Having the abuses heard in court is vital, he says-for the military as much as for the victims.

"One of the most important things we value in the military is a sense of justice, making sure that if something's wrong, there are people held accountable for it," says Zinni. "It's really important in the time of war to keep the moral compass straight."


"More than retribution, they want justice," Pyle says of his clients. "What they want more than anything is to sit in the witness box, say what the person in front of them did and have that person punished for what they did."

Most of the prisoners, Pyle says, were gathered by the military simply because they were within proximity of someone who was thought to be a suspect. Their houses were barged into and severely damaged. During each raid dozens of people-men and women, from young teens to senior citizens-were blindfolded, cuffed and taken away without being given a reason.

The photos of the abuses have become famous, and some of the people in the images are plaintiffs in the case, including the man claiming to be the person in the black robe and hood, standing on the box with electrodes on his hands.

"These are people who are suffering, physically and mentally," Burke says. "To bring them some level of justice and accountability, some sort of compensation, that's the least you can do."

And seeking justice for these people has nothing to do with politics.

"We would've done this even if a Democrat were president," Pyle says.

CACI International's motion to dismiss rolls in around 6 p.m. Titan's arrives at 11:13. In all, there are about 280 pages of briefing to dissect.

John O'Connor, an attorney for CACI, says their motion is complex and hard to summarize, but "basically it's a contention that the complaint fails as a matter of law to state a claim."

The motion reads, "Plaintiffs continue to seek to inject themselves and this court into the process of establishing and overseeing the United States' foreign policy and the manner in which the federal government is waging the war in Iraq."

O'Connor says CACI was under the supervision of the United States military at all times.

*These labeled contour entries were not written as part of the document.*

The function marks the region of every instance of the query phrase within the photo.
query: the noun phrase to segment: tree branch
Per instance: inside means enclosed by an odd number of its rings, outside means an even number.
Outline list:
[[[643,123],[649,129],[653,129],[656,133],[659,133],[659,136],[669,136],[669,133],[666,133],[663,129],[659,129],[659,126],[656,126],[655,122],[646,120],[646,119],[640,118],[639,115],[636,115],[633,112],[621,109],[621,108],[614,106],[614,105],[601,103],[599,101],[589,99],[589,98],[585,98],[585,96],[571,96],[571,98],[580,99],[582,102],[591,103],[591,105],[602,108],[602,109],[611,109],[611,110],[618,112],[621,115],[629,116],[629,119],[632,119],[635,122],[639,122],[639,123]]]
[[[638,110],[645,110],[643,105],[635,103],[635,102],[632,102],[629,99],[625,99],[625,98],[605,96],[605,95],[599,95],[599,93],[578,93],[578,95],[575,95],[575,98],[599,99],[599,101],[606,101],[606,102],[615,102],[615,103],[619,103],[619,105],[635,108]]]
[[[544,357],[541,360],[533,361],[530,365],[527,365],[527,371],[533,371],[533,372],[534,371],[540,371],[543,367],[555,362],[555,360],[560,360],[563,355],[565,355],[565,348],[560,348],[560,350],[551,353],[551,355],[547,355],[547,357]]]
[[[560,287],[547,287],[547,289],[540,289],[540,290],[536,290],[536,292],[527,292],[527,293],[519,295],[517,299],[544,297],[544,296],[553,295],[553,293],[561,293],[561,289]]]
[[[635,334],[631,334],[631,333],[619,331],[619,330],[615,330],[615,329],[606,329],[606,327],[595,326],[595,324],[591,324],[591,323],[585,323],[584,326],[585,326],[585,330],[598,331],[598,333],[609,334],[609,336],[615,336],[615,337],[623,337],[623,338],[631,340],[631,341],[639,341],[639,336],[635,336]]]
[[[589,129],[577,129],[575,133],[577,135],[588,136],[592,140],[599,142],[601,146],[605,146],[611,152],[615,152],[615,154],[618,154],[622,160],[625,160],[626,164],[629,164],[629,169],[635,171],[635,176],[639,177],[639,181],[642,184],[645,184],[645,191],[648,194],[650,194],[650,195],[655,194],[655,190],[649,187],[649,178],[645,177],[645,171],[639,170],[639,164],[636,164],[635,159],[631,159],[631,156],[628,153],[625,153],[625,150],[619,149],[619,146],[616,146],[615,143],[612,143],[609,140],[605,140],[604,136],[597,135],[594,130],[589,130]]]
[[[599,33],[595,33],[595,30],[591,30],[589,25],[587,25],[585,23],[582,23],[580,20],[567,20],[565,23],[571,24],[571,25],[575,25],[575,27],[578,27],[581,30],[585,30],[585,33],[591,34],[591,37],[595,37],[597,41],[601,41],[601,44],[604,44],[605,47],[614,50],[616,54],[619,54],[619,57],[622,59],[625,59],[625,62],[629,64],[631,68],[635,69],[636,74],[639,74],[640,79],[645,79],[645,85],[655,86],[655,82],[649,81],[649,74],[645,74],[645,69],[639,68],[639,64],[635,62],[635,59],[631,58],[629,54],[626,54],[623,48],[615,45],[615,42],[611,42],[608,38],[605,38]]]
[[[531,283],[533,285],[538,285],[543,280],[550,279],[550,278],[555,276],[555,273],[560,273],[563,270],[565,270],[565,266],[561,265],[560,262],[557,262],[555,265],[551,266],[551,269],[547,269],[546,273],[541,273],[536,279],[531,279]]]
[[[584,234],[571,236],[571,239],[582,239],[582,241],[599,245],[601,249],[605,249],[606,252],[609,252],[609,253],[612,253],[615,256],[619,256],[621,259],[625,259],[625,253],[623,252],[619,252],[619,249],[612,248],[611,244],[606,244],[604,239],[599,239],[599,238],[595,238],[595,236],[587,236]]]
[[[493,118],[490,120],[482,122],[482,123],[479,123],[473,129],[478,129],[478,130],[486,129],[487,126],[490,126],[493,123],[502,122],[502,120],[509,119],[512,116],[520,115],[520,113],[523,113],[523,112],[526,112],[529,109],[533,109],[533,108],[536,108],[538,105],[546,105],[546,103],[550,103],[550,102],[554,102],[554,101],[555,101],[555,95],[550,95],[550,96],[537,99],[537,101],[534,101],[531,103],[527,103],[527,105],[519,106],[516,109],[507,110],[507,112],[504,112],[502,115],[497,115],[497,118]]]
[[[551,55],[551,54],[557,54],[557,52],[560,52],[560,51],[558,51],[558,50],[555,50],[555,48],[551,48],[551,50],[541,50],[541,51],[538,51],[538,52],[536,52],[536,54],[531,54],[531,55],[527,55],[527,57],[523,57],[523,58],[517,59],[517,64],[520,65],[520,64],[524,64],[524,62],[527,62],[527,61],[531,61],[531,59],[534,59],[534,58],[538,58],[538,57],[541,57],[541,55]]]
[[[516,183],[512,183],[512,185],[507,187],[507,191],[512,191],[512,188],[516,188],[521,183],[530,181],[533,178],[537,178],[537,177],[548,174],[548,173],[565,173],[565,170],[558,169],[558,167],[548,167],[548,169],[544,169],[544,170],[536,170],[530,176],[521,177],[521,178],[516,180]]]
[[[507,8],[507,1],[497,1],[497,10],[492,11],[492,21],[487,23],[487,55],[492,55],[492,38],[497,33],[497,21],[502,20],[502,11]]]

The motion doesn't address whether the abuses and mistreatments actually occurred because that's not appropriate at this stage of the legal battle, he says.

"CACI has at all times denied those allegations," says O'Connor. "But in a motion to dismiss, you have to start with the assumption of truth."

And now it's time for the plaintiffs' lawyers to really flex their legal muscles to ensure this case goes to court.

"These victims are counting on us to make sure their hopes for accountability don't get dashed at this early procedural stage," Burke says.

If the case goes to trial, many of the victims will come to America to take the stand.


The dead 43-year-old former Iraqi police officer won't have that opportunity.

Just to meet with the attorneys last month in Amman, Jordan, he had traveled at great risk for 15 hours by taxi on a dangerous road. But when he arrived, Pyle says the man was affable and loquacious, sharing stories-both good and bad-and telling jokes.

"What's the difference between a lawyer and a liar?" Pyle recalls the man asking in English.

The attorneys may never know if the man was killed because he cooperated with them.

"The politics are more complicated than that," Pyle says. "If our clients are heard to be hanging out with Americans, they can be targeted. If they are heard to be working against Americans, they can be targeted."

And the violence in Iraq continues.

"It's just kind of surreal," says Burke. "You meet these people-and then they're dead."